Arroz con Leche
(Latin rice pudding)
Arroz con leche (rice with milk) is one of the most popular desserts in the Latin world. This simple sweet conjures up memories of home and is supreme comfort food.
4 to 6 servings
- Milk -- 4 cups
- Short-grain rice --1/2 cup
- Cinnamon stick -- 1
- Orange or lemon peel (optional) -- 2 strips
- Salt -- pinch
- Raisins -- 1/4 cup
- Sugar -- 1/2 cup
- Butter -- 2 tablespoons
- Vanilla -- 1 teaspoon
- Place the milk, rice, cinnamon stick, orange or lemon peel and salt in a medium saucepan and bring to a boil over medium heat. Immediately reduce heat to very low and simmer, stirring often and scraping bottom, for about 45 minutes.

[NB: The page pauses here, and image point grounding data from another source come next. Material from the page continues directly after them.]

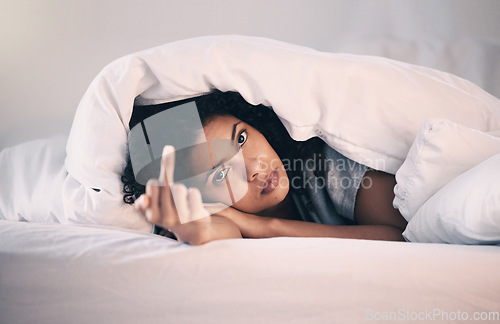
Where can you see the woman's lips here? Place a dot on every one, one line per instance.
(271, 182)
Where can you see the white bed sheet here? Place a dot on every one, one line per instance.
(87, 274)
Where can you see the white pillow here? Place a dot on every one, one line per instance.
(441, 151)
(465, 211)
(32, 176)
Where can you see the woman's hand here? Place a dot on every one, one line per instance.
(249, 225)
(180, 209)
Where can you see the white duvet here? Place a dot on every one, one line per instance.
(368, 108)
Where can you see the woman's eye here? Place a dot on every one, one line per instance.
(242, 137)
(221, 175)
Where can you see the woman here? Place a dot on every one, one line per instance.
(323, 195)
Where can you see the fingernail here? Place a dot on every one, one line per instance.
(167, 149)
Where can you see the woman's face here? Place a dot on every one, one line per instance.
(244, 171)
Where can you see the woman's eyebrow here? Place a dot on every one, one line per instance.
(233, 134)
(234, 130)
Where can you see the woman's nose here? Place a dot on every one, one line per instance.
(255, 169)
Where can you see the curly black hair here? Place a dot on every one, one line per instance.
(218, 103)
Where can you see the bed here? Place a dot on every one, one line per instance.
(89, 258)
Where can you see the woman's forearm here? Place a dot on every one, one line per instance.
(285, 227)
(275, 227)
(253, 226)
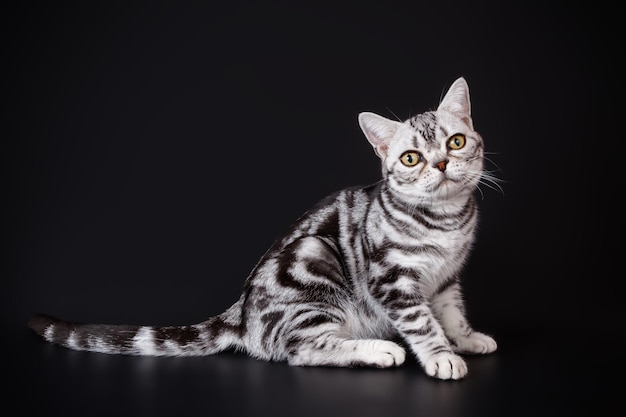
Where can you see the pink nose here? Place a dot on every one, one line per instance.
(441, 165)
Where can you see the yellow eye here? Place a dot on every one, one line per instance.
(456, 141)
(410, 158)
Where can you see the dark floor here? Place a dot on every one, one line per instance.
(531, 374)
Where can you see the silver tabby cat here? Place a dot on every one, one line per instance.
(365, 272)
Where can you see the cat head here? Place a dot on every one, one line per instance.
(433, 156)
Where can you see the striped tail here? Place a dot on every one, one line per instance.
(211, 336)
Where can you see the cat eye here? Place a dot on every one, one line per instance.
(456, 141)
(411, 158)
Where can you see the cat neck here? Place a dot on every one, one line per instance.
(444, 205)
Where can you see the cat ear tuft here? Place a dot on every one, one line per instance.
(379, 131)
(457, 101)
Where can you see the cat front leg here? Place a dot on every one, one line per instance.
(414, 320)
(449, 310)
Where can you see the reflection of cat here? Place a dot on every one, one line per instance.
(362, 267)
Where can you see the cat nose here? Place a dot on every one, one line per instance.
(441, 165)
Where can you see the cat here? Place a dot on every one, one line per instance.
(363, 274)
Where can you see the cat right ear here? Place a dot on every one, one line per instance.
(379, 131)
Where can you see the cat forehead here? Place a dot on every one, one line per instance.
(430, 127)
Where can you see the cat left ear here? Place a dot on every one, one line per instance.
(379, 131)
(457, 101)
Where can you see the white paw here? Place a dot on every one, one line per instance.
(446, 366)
(475, 343)
(383, 353)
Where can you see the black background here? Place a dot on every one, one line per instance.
(151, 154)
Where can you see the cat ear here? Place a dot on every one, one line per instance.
(457, 102)
(379, 131)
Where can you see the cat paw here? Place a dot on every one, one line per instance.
(383, 353)
(476, 342)
(446, 365)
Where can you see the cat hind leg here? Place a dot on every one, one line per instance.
(336, 351)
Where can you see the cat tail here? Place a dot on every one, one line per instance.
(211, 336)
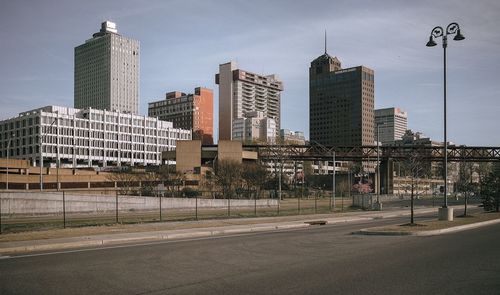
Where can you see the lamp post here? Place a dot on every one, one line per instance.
(7, 173)
(333, 178)
(438, 31)
(378, 163)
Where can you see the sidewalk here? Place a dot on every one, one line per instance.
(113, 235)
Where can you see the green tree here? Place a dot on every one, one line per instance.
(228, 176)
(414, 166)
(464, 182)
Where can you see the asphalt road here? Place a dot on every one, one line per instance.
(319, 260)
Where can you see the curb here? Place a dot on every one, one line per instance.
(436, 232)
(151, 237)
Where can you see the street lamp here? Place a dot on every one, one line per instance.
(378, 163)
(438, 31)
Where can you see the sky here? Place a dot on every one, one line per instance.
(183, 43)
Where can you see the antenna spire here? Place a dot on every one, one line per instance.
(325, 41)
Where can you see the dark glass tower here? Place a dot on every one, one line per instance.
(341, 103)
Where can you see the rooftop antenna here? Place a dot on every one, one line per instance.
(325, 41)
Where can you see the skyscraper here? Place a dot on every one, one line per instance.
(188, 111)
(393, 123)
(341, 103)
(107, 72)
(241, 92)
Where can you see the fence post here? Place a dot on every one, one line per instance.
(64, 210)
(160, 210)
(330, 203)
(116, 206)
(1, 213)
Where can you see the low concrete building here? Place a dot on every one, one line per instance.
(87, 138)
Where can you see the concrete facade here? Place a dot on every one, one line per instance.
(188, 156)
(187, 111)
(86, 138)
(107, 72)
(254, 128)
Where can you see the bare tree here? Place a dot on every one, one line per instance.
(490, 190)
(228, 176)
(125, 181)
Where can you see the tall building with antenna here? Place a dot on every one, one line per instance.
(341, 103)
(242, 92)
(107, 72)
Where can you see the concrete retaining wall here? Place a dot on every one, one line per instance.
(52, 203)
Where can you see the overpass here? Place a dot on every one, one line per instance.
(387, 154)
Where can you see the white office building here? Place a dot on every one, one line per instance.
(254, 128)
(107, 72)
(87, 137)
(242, 92)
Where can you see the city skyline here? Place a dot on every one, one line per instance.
(387, 37)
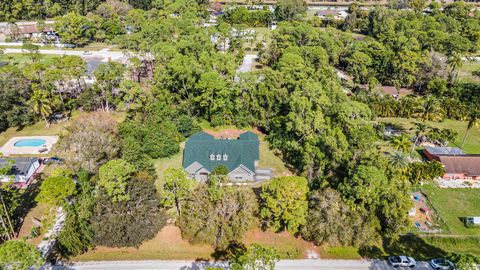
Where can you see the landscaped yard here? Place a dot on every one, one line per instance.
(452, 204)
(21, 59)
(472, 144)
(465, 72)
(39, 128)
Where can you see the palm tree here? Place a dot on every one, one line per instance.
(454, 61)
(41, 104)
(402, 143)
(431, 110)
(420, 130)
(473, 121)
(398, 160)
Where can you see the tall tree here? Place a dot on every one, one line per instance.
(113, 177)
(55, 190)
(284, 203)
(473, 122)
(217, 220)
(41, 104)
(108, 78)
(128, 223)
(255, 257)
(90, 141)
(176, 188)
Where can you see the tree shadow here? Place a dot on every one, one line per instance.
(230, 252)
(27, 202)
(371, 252)
(414, 246)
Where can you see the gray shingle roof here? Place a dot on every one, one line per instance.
(200, 147)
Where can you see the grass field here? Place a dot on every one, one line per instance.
(472, 144)
(168, 244)
(452, 204)
(21, 59)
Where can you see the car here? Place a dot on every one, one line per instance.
(402, 261)
(442, 264)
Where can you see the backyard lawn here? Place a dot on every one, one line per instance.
(472, 144)
(39, 128)
(465, 71)
(453, 204)
(168, 244)
(20, 59)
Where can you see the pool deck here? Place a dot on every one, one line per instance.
(10, 149)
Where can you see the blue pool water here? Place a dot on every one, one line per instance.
(29, 143)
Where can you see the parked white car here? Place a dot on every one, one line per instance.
(402, 261)
(442, 264)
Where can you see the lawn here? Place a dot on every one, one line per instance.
(452, 204)
(39, 128)
(472, 144)
(21, 59)
(169, 245)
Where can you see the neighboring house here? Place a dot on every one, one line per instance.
(203, 153)
(22, 169)
(457, 164)
(461, 166)
(433, 153)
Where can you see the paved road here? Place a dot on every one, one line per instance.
(103, 54)
(282, 265)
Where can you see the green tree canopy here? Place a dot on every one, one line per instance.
(284, 203)
(114, 176)
(55, 190)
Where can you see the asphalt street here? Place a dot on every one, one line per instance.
(281, 265)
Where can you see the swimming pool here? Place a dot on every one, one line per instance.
(29, 143)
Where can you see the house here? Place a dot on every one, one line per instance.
(472, 221)
(22, 169)
(433, 153)
(461, 166)
(203, 153)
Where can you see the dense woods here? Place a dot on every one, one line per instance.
(351, 186)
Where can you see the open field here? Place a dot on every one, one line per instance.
(453, 204)
(472, 144)
(168, 244)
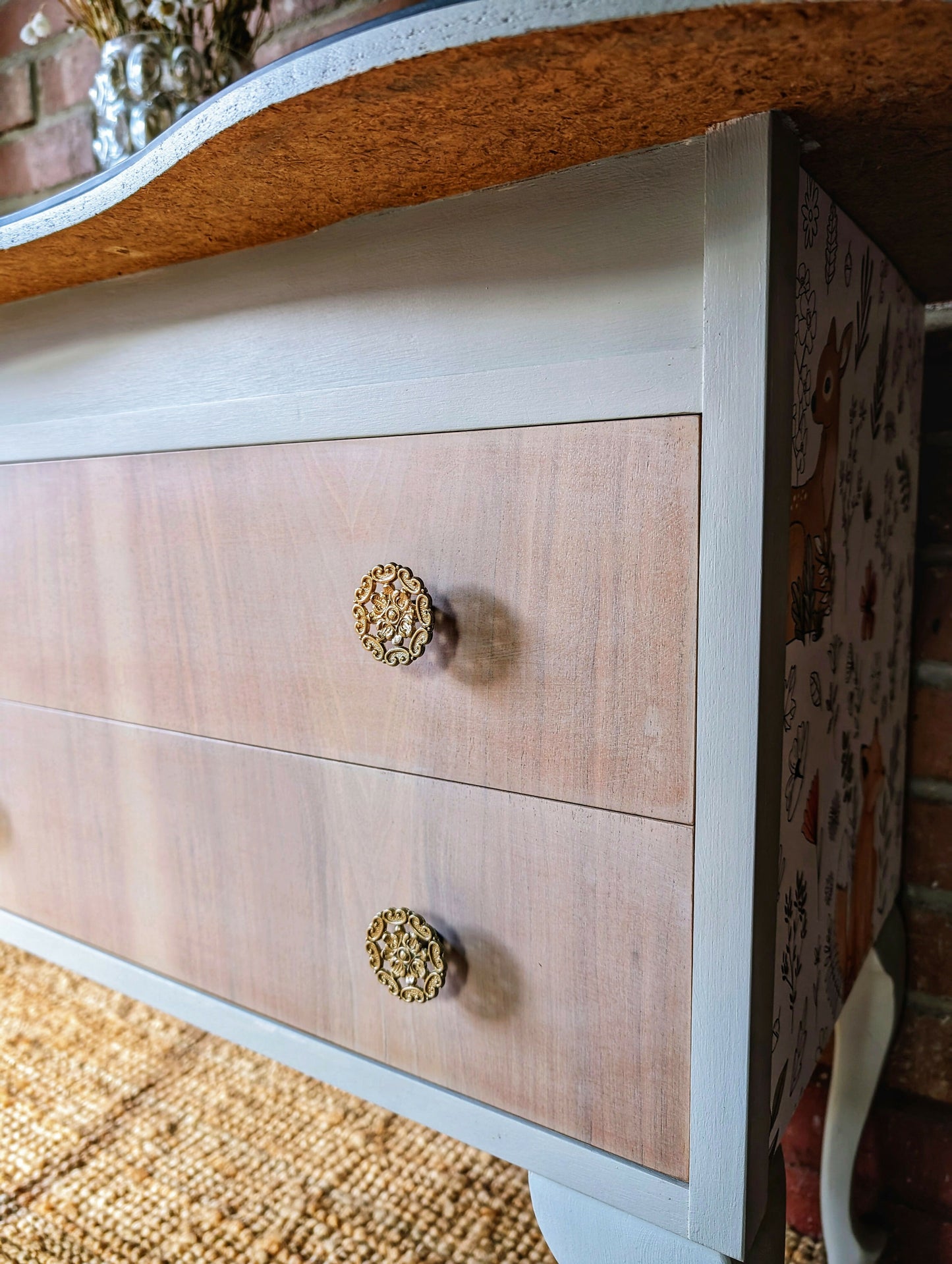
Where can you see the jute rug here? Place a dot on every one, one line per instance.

- Add the raisins and sugar and simmer for another 15 minutes. Stir often to keep from sticking to the bottom of the pot.
- Remove from heat and stir in the butter and vanilla. Adjust sugar to taste and serve hot or cold, sprinkling the top with some ground cinnamon.
Arroz con Leche Variations
- Arroz con Dulce (Puerto Rico), or Arroz-Doce (Brazil): Use coconut milk in place of regular milk.
- Rice: Short-grain rice, like arborio or Valencia rice, is best for rice pudding as it gives the dessert a creamier texture, but regular long-grain rice can be used to good result too. A little more rice can be added if you want a firmer pudding. If the pudding gets too thick, just add a little more milk.
- Liquid: Sometimes water, cream, sweetened and condensed milk or evaporated milk is substituted for part of the regular milk. Just make sure the total amount of liquid adds up to 4 cups. And adjust the amount of sugar as needed.
- Add 1 or 2 tablespoons of brandy or rum when you stir in the butter and vanilla if you like.
- Some recipes call for stirring in 2 beaten egg yolks at the end before adding the butter and vanilla. The heat of the pudding will cook the yolks, make it creamier and give it a pale golden color.